Upcoming Base Training Phase
Hopefully everyone is having a nice relaxing Sunday laying on the coaching and watching the Masters! First off congrats to everyone for a great showing during test week, not only was there quite a few PRs, but just an overall great vibe in the gym. Now that we’ve successfully completed test week I’m here to give you some insight on what to expect the next 3 weeks.
Once again a quick review on how we run our training cycles:
Week 1: Test Week
Week 2-7: Training
Week 8: Retest Week
Week’s 9 & 10: Transition weeks
Tomorrow we start our training period which we’ll break into to two phases:
3 week Base Phase
3 week Peak Phase
In the base phase my goals are:
- Increase proficiency in Olympic lifts
- Improve overall strength
- Improve isometric and eccentric control in gymnastic movements
Our Schedule will breakdown in the following way
Monday – Olympic Lifting, lower body strength, and shorter heavier conditioning work
Tuesday – Gymnastics, upper body strength, and moderate weight length conditioning
Wednesday – Olympic Lifting, lower body strength, and posterior chain work
Thursday – Gymnastics, upper body strength, and moderate weight length conditioning
Friday – Lighter weight longer conditioning work
Saturday – Team Workouts, and muscle up skill work
My schedule recommendation is plan to train Monday through Thursday and pick either Friday or Saturday as a rest day. This schedule will allow for balanced development, and give you the full scope of the program.
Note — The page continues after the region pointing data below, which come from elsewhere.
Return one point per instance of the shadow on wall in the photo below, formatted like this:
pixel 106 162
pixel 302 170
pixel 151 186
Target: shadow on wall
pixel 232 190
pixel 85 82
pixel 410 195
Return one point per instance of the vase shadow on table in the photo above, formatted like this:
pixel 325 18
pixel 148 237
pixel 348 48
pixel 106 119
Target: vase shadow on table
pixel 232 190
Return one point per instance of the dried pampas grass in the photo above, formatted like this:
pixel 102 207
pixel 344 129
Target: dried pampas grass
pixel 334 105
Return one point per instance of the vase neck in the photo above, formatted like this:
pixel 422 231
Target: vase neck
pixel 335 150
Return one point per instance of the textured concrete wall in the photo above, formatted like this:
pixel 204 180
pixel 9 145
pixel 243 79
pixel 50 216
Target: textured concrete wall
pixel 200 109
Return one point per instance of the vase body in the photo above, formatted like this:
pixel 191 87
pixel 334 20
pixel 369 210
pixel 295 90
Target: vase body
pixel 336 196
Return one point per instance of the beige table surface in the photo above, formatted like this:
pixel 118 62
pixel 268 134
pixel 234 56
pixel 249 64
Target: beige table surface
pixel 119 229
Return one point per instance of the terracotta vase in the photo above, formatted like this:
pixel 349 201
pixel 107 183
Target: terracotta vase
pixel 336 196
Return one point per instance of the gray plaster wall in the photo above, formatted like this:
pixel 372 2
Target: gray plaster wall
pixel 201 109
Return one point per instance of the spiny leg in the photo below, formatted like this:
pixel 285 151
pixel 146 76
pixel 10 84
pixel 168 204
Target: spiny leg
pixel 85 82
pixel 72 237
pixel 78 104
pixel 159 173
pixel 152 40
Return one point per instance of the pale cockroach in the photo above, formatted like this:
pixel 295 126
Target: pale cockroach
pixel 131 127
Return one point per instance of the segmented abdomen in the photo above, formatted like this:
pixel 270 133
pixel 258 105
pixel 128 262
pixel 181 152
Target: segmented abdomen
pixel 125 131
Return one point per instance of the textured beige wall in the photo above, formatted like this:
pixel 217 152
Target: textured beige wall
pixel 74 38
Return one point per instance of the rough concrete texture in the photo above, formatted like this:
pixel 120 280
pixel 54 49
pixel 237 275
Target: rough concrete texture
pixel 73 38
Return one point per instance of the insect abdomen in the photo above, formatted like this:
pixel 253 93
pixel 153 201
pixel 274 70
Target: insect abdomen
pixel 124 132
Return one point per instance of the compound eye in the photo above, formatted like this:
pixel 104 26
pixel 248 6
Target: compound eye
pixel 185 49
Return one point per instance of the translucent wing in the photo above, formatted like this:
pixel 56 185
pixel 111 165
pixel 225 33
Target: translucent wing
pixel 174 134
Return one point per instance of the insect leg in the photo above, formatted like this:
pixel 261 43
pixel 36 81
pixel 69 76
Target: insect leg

Finally during the base phase our priority will be on becoming more proficient in movements and physical qualities. My challenge to all our athletes is to commit yourselves to moving well and to be precise in the skills that we are trying to develop. Prioritize your efficiency of movement over the weight on the bar or time on the clock. We’ll have plenty of time to compete during our peak phase and retest week.